Per un attimo penso di tirargli il caffè ma il piacere evidente con cui assapora quella nuova parola mi smonta del tutto. -Adesso devo assolutamente andare.- Mi alzo, si alza con me, mi tende la mano. -Prometta che lo leggerà e poi mi scriva, mi faccia sapere che cosa ne pensa- e va in cerca del cameriere per pagare. Che paghi almeno! Ma mi ha messo allegria e il pomeriggio stesso vado alla Fnac in cerca del suo libro. Non trovo il Flores robadas en los jardines de Quilmes ma ne trovo altri tre. Sono in spagnolo e nella quarta di copertina Jorge Asìs viene presentato come “uno de los autores mas notables de la actual narrativa argentina”. Ne scelgo uno con la sua foto in copertina: ha la faccia corrucciata. Starà pensando a Eco mi viene da dire. Il libro è Diario de la Argentina editado por Editorial Sudamericana Buenos Aires 1985.
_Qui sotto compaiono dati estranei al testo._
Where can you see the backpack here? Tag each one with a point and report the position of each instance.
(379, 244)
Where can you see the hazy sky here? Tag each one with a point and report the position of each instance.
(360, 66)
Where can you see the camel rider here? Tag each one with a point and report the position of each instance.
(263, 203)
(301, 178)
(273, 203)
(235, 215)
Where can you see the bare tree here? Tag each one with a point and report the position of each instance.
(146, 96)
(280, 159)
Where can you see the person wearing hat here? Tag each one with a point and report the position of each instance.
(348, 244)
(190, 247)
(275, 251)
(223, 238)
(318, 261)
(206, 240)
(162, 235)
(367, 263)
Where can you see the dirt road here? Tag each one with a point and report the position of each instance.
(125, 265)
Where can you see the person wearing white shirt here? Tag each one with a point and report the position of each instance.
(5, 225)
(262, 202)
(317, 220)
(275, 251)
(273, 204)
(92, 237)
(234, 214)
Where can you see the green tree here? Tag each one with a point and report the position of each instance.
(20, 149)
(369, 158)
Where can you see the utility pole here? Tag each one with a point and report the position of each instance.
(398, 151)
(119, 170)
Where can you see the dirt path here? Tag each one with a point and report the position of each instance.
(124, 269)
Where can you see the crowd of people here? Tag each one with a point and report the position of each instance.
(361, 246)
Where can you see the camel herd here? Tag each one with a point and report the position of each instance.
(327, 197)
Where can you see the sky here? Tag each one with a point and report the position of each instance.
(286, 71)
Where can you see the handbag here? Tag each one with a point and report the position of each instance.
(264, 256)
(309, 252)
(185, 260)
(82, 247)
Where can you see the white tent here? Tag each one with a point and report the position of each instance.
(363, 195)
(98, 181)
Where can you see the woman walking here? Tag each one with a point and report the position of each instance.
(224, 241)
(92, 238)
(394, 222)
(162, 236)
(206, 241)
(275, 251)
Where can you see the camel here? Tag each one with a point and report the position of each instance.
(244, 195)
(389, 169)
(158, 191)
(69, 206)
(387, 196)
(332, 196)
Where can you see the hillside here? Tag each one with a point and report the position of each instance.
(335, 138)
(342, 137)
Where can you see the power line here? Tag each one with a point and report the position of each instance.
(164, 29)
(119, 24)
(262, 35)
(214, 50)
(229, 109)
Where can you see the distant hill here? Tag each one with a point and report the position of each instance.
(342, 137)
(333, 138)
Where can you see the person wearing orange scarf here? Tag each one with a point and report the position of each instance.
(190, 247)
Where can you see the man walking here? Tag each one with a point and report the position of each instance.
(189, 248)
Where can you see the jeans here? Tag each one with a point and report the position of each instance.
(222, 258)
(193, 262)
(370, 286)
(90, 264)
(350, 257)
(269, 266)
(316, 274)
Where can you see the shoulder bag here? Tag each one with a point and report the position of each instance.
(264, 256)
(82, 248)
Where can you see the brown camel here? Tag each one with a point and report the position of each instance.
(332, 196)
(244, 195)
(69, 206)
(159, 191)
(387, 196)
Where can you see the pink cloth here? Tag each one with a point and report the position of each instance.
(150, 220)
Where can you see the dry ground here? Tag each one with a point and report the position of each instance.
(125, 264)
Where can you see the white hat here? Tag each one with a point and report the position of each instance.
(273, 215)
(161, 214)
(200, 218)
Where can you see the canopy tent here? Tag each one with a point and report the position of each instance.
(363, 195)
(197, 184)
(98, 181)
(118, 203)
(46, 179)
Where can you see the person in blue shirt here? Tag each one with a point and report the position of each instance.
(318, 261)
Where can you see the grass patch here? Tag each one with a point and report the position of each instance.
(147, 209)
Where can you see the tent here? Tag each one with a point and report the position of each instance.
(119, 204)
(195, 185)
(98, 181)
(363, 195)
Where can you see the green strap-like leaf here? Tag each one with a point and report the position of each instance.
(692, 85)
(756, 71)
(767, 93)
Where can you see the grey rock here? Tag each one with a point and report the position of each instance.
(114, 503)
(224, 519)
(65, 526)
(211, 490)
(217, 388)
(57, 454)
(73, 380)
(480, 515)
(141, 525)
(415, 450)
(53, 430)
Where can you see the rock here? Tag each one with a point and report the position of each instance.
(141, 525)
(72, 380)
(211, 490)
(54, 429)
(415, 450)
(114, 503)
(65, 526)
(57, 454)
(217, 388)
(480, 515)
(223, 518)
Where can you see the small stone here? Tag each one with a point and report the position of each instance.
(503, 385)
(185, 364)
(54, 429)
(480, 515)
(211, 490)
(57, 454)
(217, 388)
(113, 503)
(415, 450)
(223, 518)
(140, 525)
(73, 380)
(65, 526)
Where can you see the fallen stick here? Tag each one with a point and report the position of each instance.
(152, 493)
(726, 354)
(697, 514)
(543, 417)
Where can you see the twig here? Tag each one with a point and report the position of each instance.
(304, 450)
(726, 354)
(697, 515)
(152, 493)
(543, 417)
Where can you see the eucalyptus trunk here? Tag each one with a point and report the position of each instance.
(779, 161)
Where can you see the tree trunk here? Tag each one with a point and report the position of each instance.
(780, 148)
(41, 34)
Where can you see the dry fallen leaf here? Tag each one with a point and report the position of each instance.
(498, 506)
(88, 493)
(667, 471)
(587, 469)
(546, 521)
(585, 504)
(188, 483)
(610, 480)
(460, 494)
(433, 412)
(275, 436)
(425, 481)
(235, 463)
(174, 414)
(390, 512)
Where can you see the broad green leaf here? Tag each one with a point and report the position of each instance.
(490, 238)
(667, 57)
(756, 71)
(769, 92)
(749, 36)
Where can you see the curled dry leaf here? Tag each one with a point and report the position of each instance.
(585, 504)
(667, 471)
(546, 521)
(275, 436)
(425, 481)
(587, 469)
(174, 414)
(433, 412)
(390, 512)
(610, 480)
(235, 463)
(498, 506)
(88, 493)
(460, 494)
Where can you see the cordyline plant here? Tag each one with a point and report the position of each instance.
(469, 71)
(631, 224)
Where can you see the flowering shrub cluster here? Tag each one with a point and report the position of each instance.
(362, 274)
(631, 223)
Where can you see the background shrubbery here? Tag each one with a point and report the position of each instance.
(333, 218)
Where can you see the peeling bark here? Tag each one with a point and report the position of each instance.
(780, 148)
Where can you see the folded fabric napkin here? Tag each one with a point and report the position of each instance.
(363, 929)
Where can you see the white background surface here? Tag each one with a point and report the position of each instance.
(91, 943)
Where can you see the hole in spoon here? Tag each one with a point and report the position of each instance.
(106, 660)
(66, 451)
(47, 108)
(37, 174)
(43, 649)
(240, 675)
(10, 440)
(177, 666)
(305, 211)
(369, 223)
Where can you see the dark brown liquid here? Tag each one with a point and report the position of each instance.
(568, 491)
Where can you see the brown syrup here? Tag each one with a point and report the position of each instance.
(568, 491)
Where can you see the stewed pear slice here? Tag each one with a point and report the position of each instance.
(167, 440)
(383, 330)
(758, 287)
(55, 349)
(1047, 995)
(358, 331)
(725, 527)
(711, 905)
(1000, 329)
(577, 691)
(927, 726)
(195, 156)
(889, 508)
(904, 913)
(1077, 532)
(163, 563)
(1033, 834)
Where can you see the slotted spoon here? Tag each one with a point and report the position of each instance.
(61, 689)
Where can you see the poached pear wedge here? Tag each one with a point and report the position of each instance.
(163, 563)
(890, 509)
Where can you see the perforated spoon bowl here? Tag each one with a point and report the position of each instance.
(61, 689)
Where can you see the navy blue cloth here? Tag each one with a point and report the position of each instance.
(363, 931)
Nella prima pagina si dichiara brevemente che “todo lo que se cuenta en estas paginas es un producto de la imaginaciòn lisergica del autor”. Lisergica! Ora capisco!
Ma un mese dopo, terminata la faticosa lettura del libro, sono pronta a testimoniare: Jorge Asìs è un narratore.
Quanto alla mia copia de Il pendolo di Foucault, a mio parere, la cosa migliore che c’è scritta sopra è: Jorge Asìs Flores robadas en los jardines de Quilmes.


A tutt'oggi nessun libro di Jorge Asìs è stato tradotto in italiano. Io aspetto.